Title: Taking Chances

Abstract: Many of the day-to-day decisions we make require us to weigh risks. Navigating the uncertainty in our lives is fraught with difficulty, as our intuition and our experience will, more often than not, lead us astray. Should I check my bag or carry it on? Should I finish the last leg of my road trip or find a hotel and drive home in the morning? Should I pay for the extended warranty? We will explore these questions and discuss other everyday topics in probability.

Colloquium: Kevin Miller (University of Texas at Austin)

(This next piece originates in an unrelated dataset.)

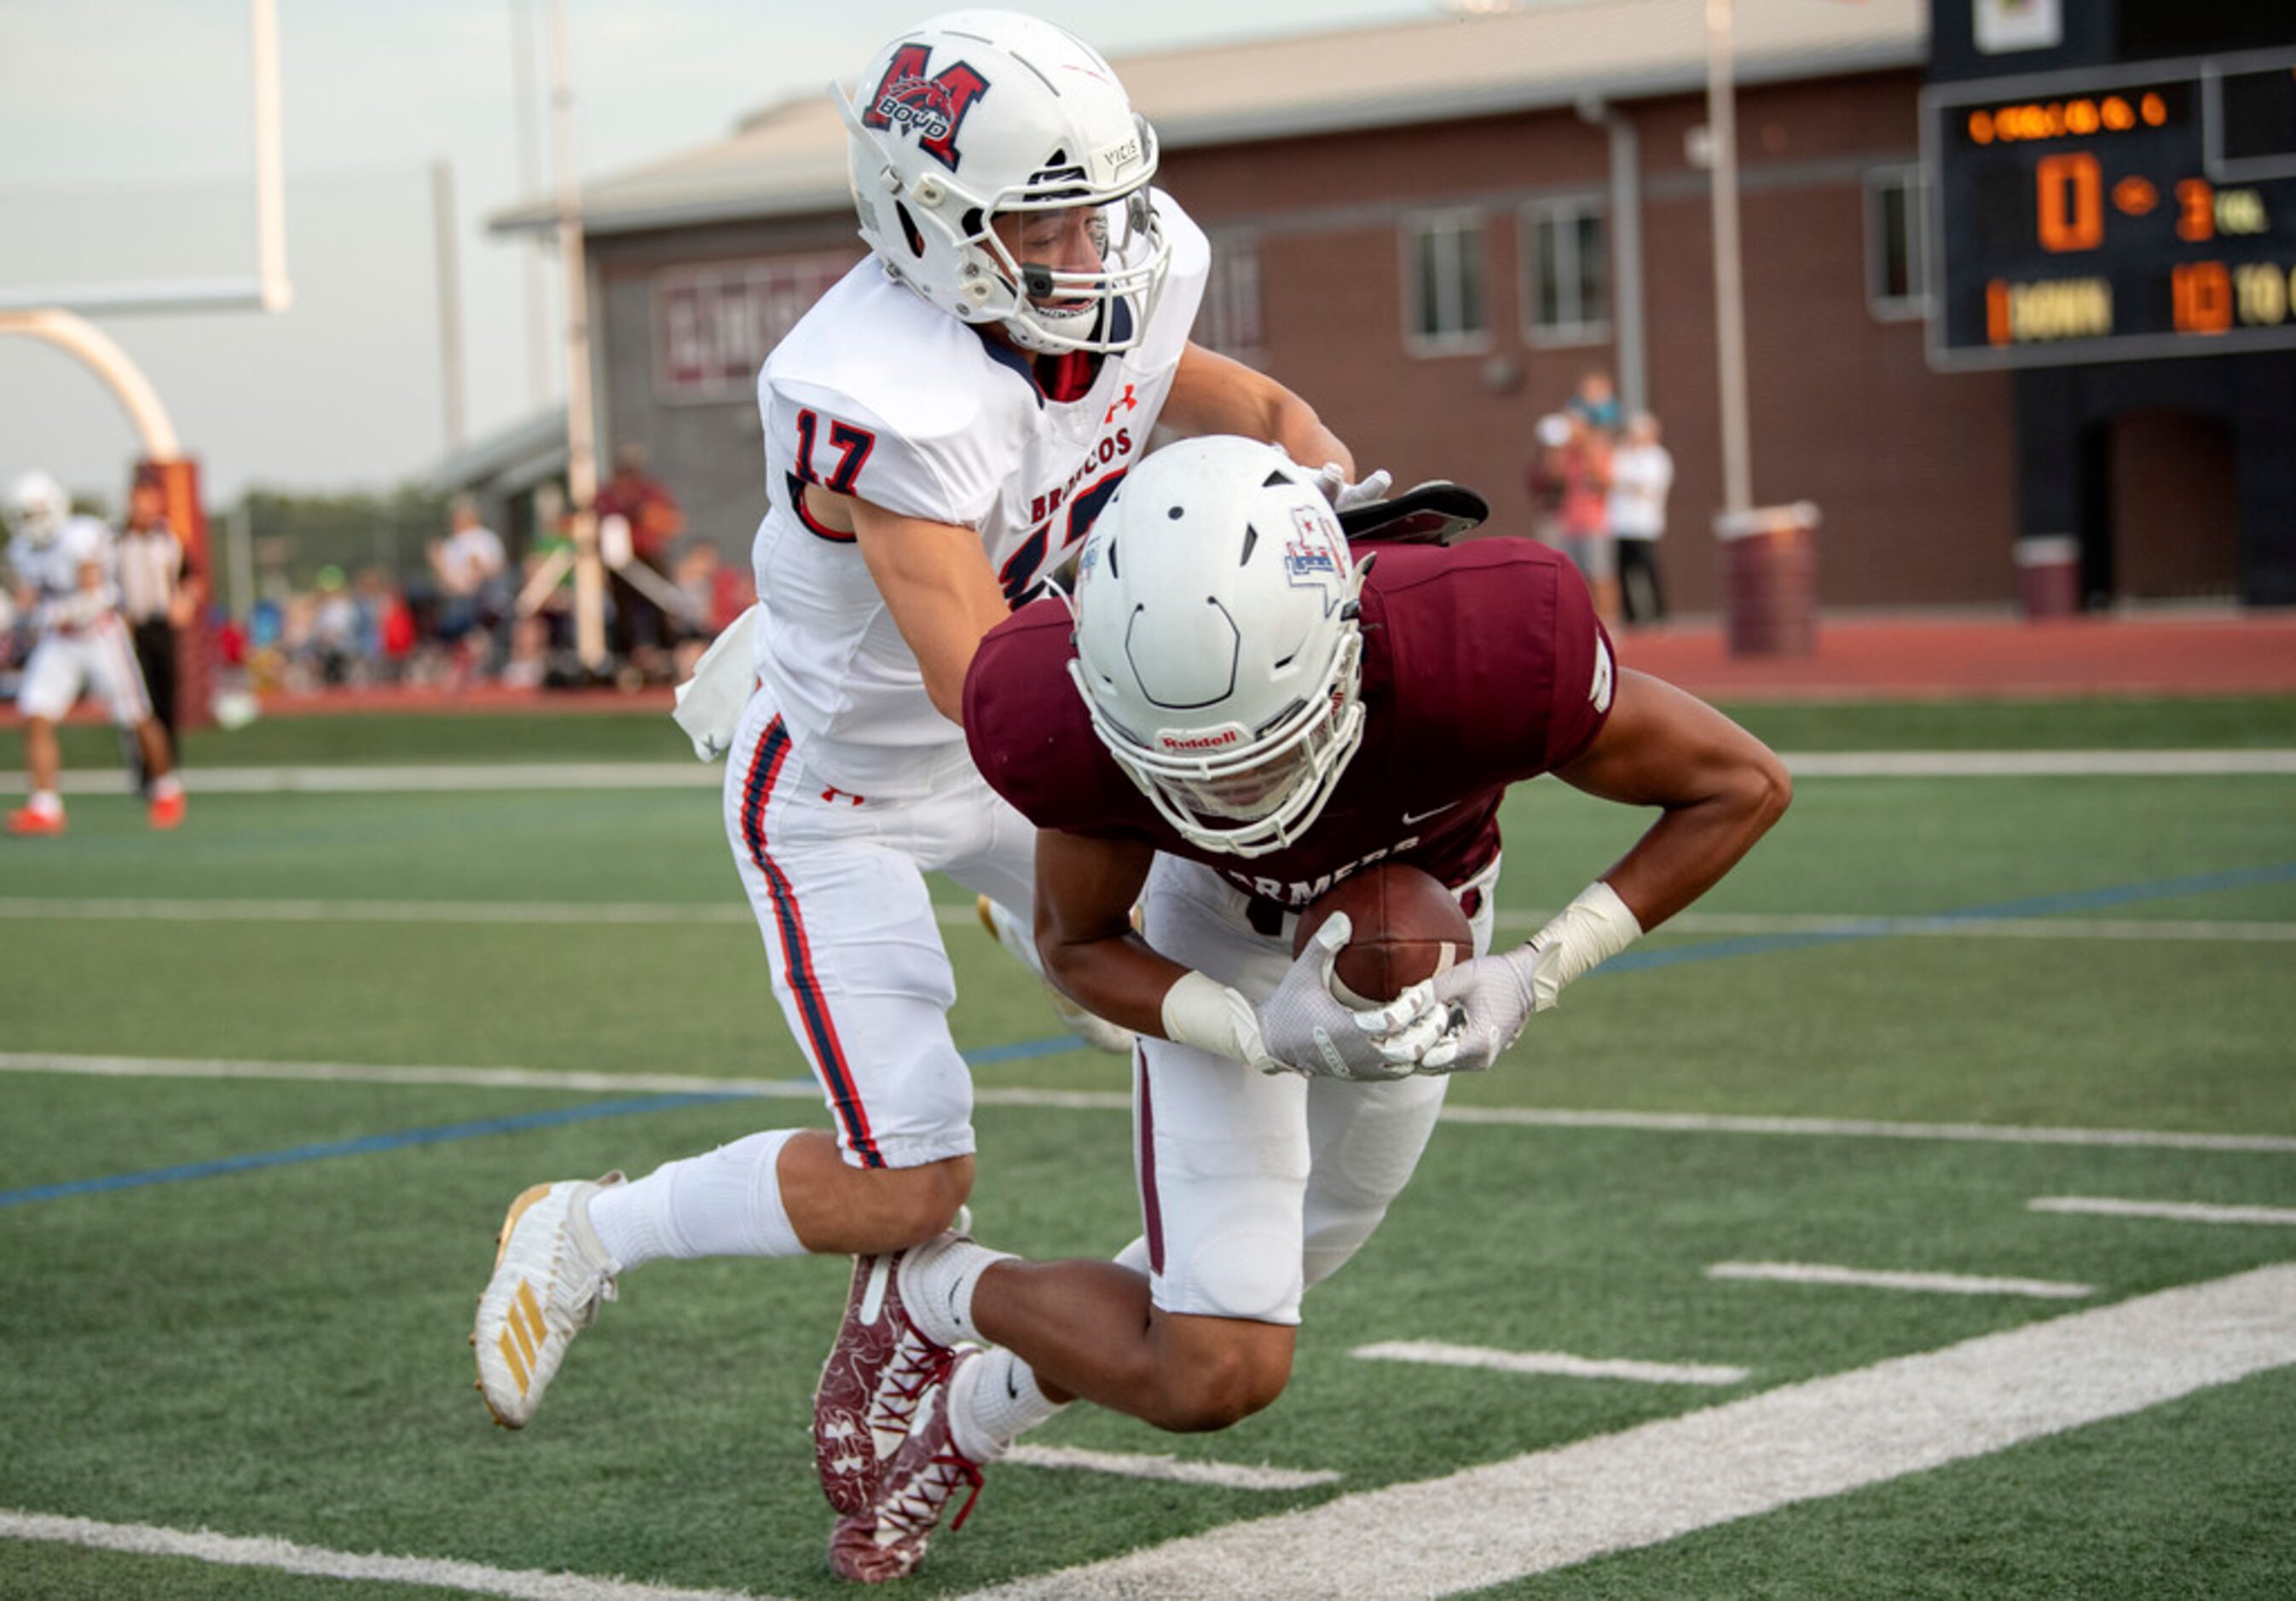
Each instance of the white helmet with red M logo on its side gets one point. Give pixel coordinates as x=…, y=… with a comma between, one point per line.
x=977, y=116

Title: Doing More with Less: Graph-based Methods for Learning from Limited Observations

Abstract: Modern research in machine learning has primarily focused on the supervised learning of functions from massive amounts of labeled data, where inputs with their observed outputs (labels) are available to the learning algorithm. However, in applications, it is often more realistic to have plenty of unlabeled data (i.e., inputs without known labels) while only few labeled data. With a common theme of leveraging the geometric structure of data through similarity graphs, I will present my recent work on the theoretical understanding and computational application of semi-supervised and active learning paradigms for learning when labeled data are scarce but unlabeled data are plentiful. I will discuss my work to prove Bayesian posterior contraction in graph-based semi-supervised regression and how it inspired the subsequent design of a computationally efficient graph-based active learning method. I will also present a novel uncertainty sampling criterion for active learning in a graph-based model that has a well-defined continuum limit partial differential equation formulation; this continuum limit model facilitates the establishment of rigorous mathematical guarantees about the sampling complexity of the proposed method. Experimental results will demonstrate the utility of the methods to various applications like pixel classification in hyperspectral imagery and automatic target recognition in synthetic aperture radar imagery.